Eu bem sei que parte do imaginário popular pensa diferentemente. Tudo bem diverso. Basta um quarto arejado, banho quentinho, roupas limpas, boa alimentação, assistência médica, proteção policial, embora limitativa da liberdade de locomoção. E, depois de um tempo, o viciado está curado; é uma outra pessoa. Imaginariamente, é assim. É possível que o próprio Doria pense assim. Mas, na prática, é bem diferente. Aquele que foi compelido, direta ou indiretamente, a se internar, tão logo saia com alta, vai em busca de droga, principalmente se for o "crack", extremamente compulsivo. Cansei de presenciar isso.

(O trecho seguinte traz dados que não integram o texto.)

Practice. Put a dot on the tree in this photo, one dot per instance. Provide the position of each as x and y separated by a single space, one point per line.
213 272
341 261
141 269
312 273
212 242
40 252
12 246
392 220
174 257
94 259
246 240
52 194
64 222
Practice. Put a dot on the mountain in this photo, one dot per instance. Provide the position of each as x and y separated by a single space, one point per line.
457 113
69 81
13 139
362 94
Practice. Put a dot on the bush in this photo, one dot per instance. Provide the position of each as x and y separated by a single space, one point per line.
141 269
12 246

Assim, ao contrário de medidas coativas, "manu militari", apenas poderão ajudar os viciados amplo trabalho de assistência social, em busca da consciência concordante deles. Se não for assim, a cidade poderá ficar limpa, higienicamente limpa, sem essa sujeira humana, ou esse "lixo", como dizem desumanamente alguns, mas os consumidores de drogas continuarão os eternos habitantes dessas hospedarias enganosas, trancadas e policiadas, dignas de relembrar o regime nazista, perseguindo homossexuais, anões, aleijados, ciganos, usuários de drogas e judeus.

Tales Castelo Branco

é advogado do Castelo Branco Advogados Associados. Autor das obras Da prisão em flagrante, Teoria e prática dos recursos criminais e Memorabilia.

Abel Valini ap disse:
06 de junho de 2017 às 08:04

não internar também não resolve .... além de destruir de toda maneira aonde estabeleceu a cracolândia.... degradação da região, custo social : desvalorização das residências, fim do comércio, crimes expostos ao céu aberto, livre trânsito de trabalhadores, moradores, transeuntes, de veículos sujeitos ao roubo, aos ataques de agressores, pela violência indiscriminada a pessoas de qualquer idade..vai dar uma voltinha lá no quarteirão...

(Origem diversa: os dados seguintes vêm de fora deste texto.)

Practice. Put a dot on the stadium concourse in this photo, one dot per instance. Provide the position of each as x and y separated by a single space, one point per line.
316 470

Eri Coelho - Jornalista disse:
06 de junho de 2017 às 08:39

É público e notório que em Nova York, e em muitos outras cidades americanas, não se interna usuário de drogas na marra.
.
Lá o próprio usuário pode escolher:
- Internar-se voluntariamente, ou
- Ir preso, ou conforme o caso, fazer trabalho comunitário.
.
Acho muito bom, porque assim é preservado o direito de escolha. Ademais, o tratamento somente tem chances de ser viável se o paciente desejar curar-se.

Servidor estadual disse:
06 de junho de 2017 às 09:13

Não se pode comparar a internação da idade média e do inicio do século IX, quando se tratava o paciente com choques e lobotomia com a situação de hoje. A medicina evoluiu, a legislação evoluiu, o médico não mais faz experiência com pessoas, ao contrário. Não chamaria de internação, mas de acolhimento compulsório, um prazo em que fosse possível dialogar com a pessoa fora do ambiente do tráfico e das tentações das drogas, com acompanhamento religioso, sempre importante nessas horas. Agora manter isso, essa cena de horror, interessa a quem?

C.C.B. disse:
06 de junho de 2017 às 15:54

O que pode ser feito? Só vejo críticas, mas nenhuma proposta p/ resolver o problema. Além de idiotas fazendo movimentos defendendo a cracolândia, onde as pessoas passam a viver numa condição desumana, sendo objetos de traficantes e todo o tipo de criminoso. Por óbvio as medidas de Dória precisam ser aperfeiçoadas e discutidas, mas não adianta critica-lo com base num FLA x FLU ideológico, sem nenhuma proposta concreta.

Figueredo disse:
06 de junho de 2017 às 16:04

O dependente de crack, não a minima condições de saber o que é bom ou ruim para ele, pois quando não consegue a droga ele se desespera, faz qualquer coisa, qualquer coisa mesmo para ter a maldita droga. Somente internado e ainda assim quando sair da internação, devera ser monitorado pela familia, amigos e quem gosta dele realmente.

Rivadávia Rosa disse:
06 de junho de 2017 às 17:06

É evidente que num cenário em que se vislumbra a liberação das drogas [ilícitas] parece ser um absurdo tentar o tratamento que se diz ‘compulsório’ dos viciados em drogas. Na realidade, não é bem assim.
Contudo, sugere-se que que os devotos da “Cracolândia” – adotem solidariamente um viciado – e, assim, a questão sairia do espaço público.